I woke up this morning to hear of a horrible tragedy: 50 people murdered at a gay nightclub in Orlando. The attack, which President Obama described as "an act of hate and an act of terror", was allegedly carried out by Omar Mateen. Mateen was an employee of G4S security; he reportedly had sympathies with the radical Islamic terror organization ISIS.

Yet of course it took less than a day for someone -- in this case Scottish artist and Holocaust denier Alison Chabloz -- to come out and say, no, it was the Jews who did it.

If embedding doesn't work, the tweet reads:
Aimed at politicising gay community
Wanting gays to become political enemies of Islam
Israel lobby
Gay lobby #Orlando #ZionistFalseFlag
I started this feature not because Jews uniquely are blamed collectively for the wrongs (imagined and real) committed by individual members. Every group experiences to that to some degree,  as the inevitable racist backlash against all Muslims for the despicable act of one member of the faith will no doubt soon demonstrate. What makes Jews seemingly unique is that many instinctively blame us for the wrongs committed by anyone. On our heads rest not just the sins we have committed, but the sins anyone has committed.

"Things People Blame the Jews For" is normally somewhat snarky in tone, but that seems inappropriate here and today. So I'll just say this: To lay the Orlando massacre at the feet of an entire religious, national, ethnic, or cultural group is an act of someone who either doesn't care about preventing future attacks, or actively wants to see more in the future. The person primarily to blame for this act of terror is no one but the person who committed it. The persons secondarily to blame are those who call upon or promote such acts. And the persons tertiarily to blame are those -- whether they be radical Islamic clerics or radical conservative activists -- who promote the idea that such acts represent the truth or the heart of Islam.

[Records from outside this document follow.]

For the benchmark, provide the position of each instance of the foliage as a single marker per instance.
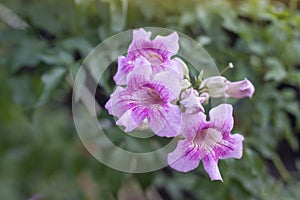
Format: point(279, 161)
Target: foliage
point(41, 154)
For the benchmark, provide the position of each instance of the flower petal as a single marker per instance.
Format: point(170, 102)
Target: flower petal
point(221, 118)
point(165, 121)
point(239, 89)
point(170, 80)
point(232, 147)
point(132, 118)
point(117, 104)
point(125, 66)
point(184, 158)
point(210, 165)
point(192, 123)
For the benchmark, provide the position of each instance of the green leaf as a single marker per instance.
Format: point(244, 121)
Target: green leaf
point(51, 80)
point(276, 71)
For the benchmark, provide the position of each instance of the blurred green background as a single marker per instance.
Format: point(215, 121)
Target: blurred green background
point(43, 44)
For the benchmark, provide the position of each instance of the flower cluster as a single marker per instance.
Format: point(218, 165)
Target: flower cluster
point(153, 87)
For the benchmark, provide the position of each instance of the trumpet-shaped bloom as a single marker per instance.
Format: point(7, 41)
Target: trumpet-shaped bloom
point(148, 98)
point(207, 141)
point(240, 89)
point(191, 101)
point(158, 53)
point(219, 86)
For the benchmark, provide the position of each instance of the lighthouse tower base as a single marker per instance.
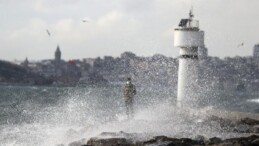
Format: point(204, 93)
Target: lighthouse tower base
point(187, 91)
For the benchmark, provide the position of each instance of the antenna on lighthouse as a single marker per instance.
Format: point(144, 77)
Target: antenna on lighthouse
point(191, 15)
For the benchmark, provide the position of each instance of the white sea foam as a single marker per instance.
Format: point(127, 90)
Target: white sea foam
point(253, 100)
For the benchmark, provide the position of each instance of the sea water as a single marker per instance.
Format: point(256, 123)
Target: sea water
point(46, 116)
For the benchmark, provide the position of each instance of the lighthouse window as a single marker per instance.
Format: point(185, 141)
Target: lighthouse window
point(183, 22)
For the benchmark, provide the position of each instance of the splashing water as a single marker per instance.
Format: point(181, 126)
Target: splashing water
point(49, 116)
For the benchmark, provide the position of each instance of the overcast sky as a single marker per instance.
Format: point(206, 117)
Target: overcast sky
point(144, 27)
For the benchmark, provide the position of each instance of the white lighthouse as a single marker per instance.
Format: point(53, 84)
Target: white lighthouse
point(188, 37)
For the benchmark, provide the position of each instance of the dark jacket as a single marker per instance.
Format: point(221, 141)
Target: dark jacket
point(129, 91)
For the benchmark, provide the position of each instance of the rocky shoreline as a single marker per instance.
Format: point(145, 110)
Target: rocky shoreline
point(249, 127)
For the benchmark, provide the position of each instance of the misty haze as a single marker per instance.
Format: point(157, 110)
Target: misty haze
point(129, 72)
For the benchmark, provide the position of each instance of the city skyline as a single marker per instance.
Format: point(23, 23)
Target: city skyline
point(88, 29)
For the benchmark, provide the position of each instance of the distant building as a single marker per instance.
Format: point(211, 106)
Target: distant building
point(25, 63)
point(256, 51)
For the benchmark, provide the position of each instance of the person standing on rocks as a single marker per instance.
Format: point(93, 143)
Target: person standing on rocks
point(129, 93)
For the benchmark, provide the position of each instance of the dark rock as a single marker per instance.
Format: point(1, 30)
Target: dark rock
point(255, 142)
point(255, 129)
point(213, 141)
point(108, 142)
point(242, 129)
point(242, 141)
point(200, 139)
point(167, 141)
point(78, 143)
point(248, 121)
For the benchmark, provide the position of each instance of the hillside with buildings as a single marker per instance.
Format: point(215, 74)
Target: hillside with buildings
point(230, 73)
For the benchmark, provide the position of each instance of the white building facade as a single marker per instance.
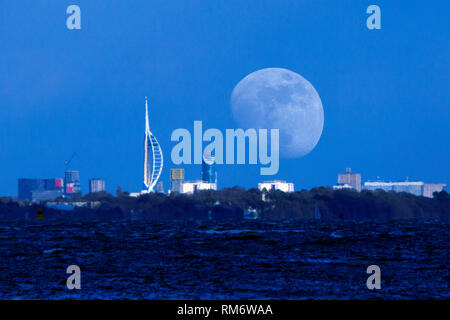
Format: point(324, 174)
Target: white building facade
point(276, 185)
point(193, 186)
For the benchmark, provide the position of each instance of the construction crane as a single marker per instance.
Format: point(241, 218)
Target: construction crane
point(67, 162)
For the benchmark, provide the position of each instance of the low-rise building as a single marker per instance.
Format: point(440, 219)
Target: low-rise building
point(343, 186)
point(350, 178)
point(97, 185)
point(193, 186)
point(276, 185)
point(413, 187)
point(430, 188)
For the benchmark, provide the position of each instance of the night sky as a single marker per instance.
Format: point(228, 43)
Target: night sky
point(385, 93)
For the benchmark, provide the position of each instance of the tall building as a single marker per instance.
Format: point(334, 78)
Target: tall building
point(276, 185)
point(72, 184)
point(153, 157)
point(97, 185)
point(430, 188)
point(160, 187)
point(413, 187)
point(40, 189)
point(349, 178)
point(176, 180)
point(209, 173)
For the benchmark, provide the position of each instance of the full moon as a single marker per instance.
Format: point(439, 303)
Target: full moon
point(276, 98)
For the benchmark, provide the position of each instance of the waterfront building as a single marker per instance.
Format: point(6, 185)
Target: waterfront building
point(413, 187)
point(193, 186)
point(97, 185)
point(343, 186)
point(72, 184)
point(349, 178)
point(176, 180)
point(40, 189)
point(160, 187)
point(209, 173)
point(276, 185)
point(153, 156)
point(430, 188)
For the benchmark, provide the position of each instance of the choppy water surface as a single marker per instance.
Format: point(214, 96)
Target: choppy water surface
point(224, 260)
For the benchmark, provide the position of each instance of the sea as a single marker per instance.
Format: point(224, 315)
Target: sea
point(239, 259)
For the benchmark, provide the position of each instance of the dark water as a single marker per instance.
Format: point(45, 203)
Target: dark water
point(224, 260)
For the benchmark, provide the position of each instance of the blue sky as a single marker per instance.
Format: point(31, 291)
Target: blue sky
point(385, 93)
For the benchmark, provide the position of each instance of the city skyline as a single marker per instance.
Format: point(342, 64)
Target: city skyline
point(82, 91)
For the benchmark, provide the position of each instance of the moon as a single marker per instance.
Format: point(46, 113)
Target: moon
point(277, 98)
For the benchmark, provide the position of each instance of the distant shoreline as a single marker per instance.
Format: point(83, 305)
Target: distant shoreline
point(238, 203)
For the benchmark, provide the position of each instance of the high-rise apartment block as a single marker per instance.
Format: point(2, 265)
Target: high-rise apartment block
point(351, 179)
point(97, 185)
point(176, 180)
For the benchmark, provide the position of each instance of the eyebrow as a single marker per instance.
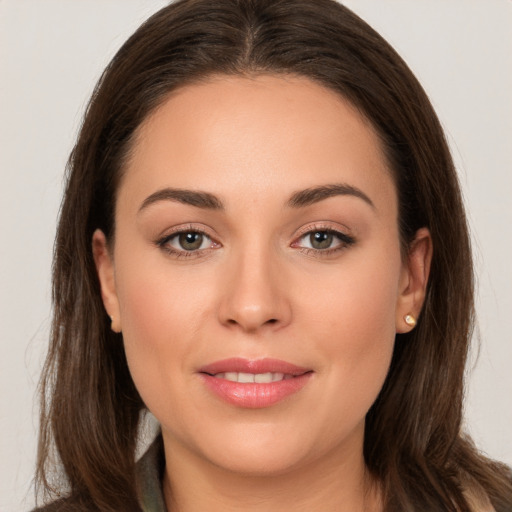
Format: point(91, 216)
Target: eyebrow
point(313, 195)
point(299, 199)
point(191, 197)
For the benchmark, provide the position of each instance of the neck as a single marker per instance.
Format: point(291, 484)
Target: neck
point(192, 483)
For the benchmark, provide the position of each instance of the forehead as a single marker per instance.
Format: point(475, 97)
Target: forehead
point(255, 136)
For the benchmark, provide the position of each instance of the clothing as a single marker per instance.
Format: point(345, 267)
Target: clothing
point(149, 471)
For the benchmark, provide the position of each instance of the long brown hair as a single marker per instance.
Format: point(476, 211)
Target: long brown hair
point(90, 406)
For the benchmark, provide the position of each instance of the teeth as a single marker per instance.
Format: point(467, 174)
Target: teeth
point(260, 378)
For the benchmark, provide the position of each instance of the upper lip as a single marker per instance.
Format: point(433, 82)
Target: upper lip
point(241, 365)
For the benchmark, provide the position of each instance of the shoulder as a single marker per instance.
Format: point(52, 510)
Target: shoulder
point(66, 505)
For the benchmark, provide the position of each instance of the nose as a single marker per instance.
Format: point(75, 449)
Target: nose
point(254, 294)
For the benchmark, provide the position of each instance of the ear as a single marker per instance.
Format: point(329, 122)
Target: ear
point(105, 269)
point(413, 281)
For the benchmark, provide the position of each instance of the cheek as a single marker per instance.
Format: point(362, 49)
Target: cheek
point(162, 314)
point(354, 326)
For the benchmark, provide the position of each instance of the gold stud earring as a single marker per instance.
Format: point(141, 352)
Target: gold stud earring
point(112, 325)
point(410, 320)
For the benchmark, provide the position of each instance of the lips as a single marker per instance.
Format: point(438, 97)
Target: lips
point(254, 383)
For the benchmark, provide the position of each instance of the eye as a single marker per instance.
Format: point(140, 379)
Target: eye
point(320, 240)
point(186, 242)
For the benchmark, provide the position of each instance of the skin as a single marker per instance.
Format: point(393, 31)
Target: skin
point(257, 290)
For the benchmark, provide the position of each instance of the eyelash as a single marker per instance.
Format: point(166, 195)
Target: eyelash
point(344, 239)
point(163, 243)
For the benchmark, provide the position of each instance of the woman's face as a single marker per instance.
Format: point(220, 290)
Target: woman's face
point(257, 240)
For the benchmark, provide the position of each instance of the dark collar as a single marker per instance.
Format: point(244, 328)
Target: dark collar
point(150, 472)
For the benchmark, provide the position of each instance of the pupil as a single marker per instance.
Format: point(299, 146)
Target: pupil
point(321, 240)
point(191, 241)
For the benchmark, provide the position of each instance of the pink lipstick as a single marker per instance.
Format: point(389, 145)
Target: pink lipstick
point(254, 383)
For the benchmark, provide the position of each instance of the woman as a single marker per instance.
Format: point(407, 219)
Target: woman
point(263, 243)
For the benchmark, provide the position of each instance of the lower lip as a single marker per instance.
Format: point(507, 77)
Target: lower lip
point(255, 395)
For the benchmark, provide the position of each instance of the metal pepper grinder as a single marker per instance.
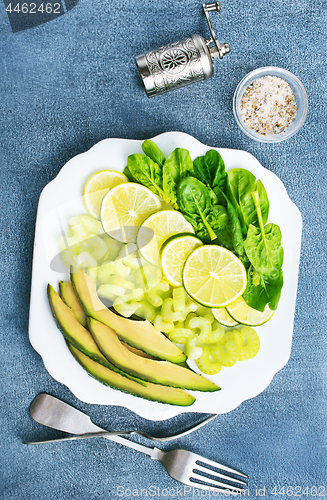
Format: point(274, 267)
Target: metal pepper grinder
point(180, 63)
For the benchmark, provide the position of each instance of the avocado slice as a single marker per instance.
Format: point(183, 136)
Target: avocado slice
point(139, 334)
point(70, 298)
point(77, 335)
point(68, 295)
point(160, 372)
point(150, 391)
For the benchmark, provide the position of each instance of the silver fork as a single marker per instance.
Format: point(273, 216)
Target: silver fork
point(45, 410)
point(182, 465)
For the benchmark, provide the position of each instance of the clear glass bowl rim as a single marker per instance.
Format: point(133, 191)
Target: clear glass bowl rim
point(290, 78)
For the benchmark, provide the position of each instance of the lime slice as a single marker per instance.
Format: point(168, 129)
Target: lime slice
point(223, 317)
point(124, 208)
point(156, 229)
point(98, 186)
point(246, 315)
point(173, 255)
point(214, 276)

If we don't want attacks like this to occur, we must be clear-sighted about who, precisely, was in the wrong.

2 comments:

  1. [Every group experiences to that to some degree]

    Only minorities experience that. White, straight, cisgendered people in general don't.

    ReplyDelete
  2. [radical Islamic clerics or radical conservative activists]

    They're pretty much one and the same, though.